Love took the slow road, but it found its way home. Celeste always felt adoption tugging at her heart. As a kid, watching Roots sparked a lifelong respect for people of color. As a teen, she imagined growing up to adopt. Family examples only deepened that pull; her cousin Donna and husband fostered and adopted six children of different backgrounds. She once brought three little ones to a reunion who latched onto Celeste and called her “mommy.” The joy of caring for them stayed with her.

Courtesy of Celeste Scott

When Celeste married Mark, they dreamed of a big family; she came from eight kids, he from four. They settled on five and loved the noisy, close-knit life they built. Still, the hope to adopt never faded. Celeste’s brother and his wife eventually adopted three African American infants through private agencies, but the price tag put that route out of reach for Celeste and Mark. If they were going to adopt, it would have to be through foster care. Years passed.

A move to a small Oregon town changed everything. Mark became a police officer and worked closely with teens in foster care. Everywhere they turned, they met families who had fostered and adopted. The need was suddenly personal and visible. Celeste gathered information; Mark was hesitant, life felt full and good as it was. After a long season of nudging and prayer, he agreed to do the training.

Courtesy of Celeste Scott

The paperwork was a mountain: interviews, safety checks, long autobiographies dredging up brutal childhoods, especially for Mark, who had survived the very kinds of trauma the system tries to prevent. A private agency, A Family For Every Child, prepared their home study, but after staff turnover, they landed with a new worker whose first-ever report painted their family poorly.

Celeste swallowed her frustration, requested minor fixes, and kept going. They bought a bigger car, made house changes, and waited. Finding a young child was rare, and out-of-state placements were discouraged. Rejections piled up, “too many children already.” Then Celeste saw a sibling group: 3, 4, and 5 years old. She submitted immediately. The kids’ recruiter, Edna in Missouri, replied kindly but said families with kids of similar ages weren’t being considered. Celeste kept in touch anyway, praying before each message and choosing persistence over passivity.

Courtesy of Celeste Scott

A providential detail surfaced: Edna had worked with Celeste’s extended family years earlier, bringing their adopted children from Missouri to Oregon. Celeste took this as a sign to keep pressing. Her agency scolded her for contacting an out-of-state worker directly, but after some smoothing over, Edna looped everyone in properly and continued to update them.

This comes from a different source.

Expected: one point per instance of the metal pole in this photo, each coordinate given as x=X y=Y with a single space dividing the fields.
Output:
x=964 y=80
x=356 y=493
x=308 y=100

Spring brought bad news. The team narrowed the finalists, and Celeste’s family didn’t cut. Weeks later, a relative stepped forward to adopt the children, which legally takes priority. Celeste still felt a quiet certainty that these were her kids and prayed for the right outcome.

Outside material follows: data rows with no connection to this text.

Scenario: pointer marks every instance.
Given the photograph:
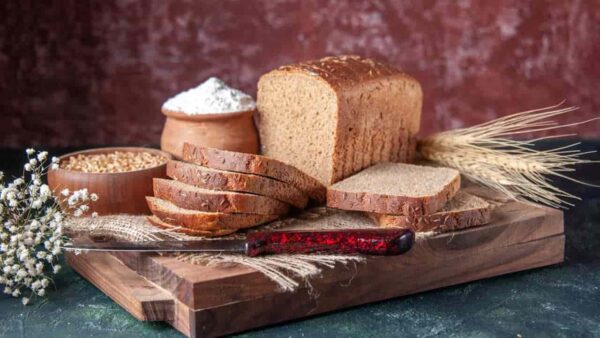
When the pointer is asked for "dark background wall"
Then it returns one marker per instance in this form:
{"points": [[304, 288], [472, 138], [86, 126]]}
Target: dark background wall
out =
{"points": [[96, 72]]}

In October, Edna emailed again: the relative hadn’t been approved to adopt. Was Celeste’s family still interested? Celeste burst into tears of relief. Edna then pushed for something unusual: the team would consider only Celeste and Mark before looking at anyone else. They scheduled a formal staffing for November and, to strengthen their case, the couple dove into trauma training, DHS classes, and online coursework. 

Courtesy of Celeste Scott

The staffing call was intimidating, with about 15 professionals on one screen. Questions were careful, answers vague; Celeste didn’t want to seem picky. The children had spent years in foster care, sometimes separated; they’d been removed for abuse. Details were limited, but the need for stability was obvious. During that interview, something shifted in Mark. The man who’d been cautious became visibly moved. He felt called to be the father these kids needed.

Courtesy of Celeste Scott

Twenty minutes after the call ended, the team asked them to reconnect. Faces were smiling. Would they be willing to adopt the three siblings? Yes, absolutely. The journey had been long, bureaucratic, and exhausting: false starts, an unflattering home study, crossed wires, and closed doors that later swung open. Celeste leaned on faith through it all, and Mark found a deeper purpose. Three children gained a permanent home; five biological siblings gained new brothers and a sister; and two parents saw a quiet promise kept.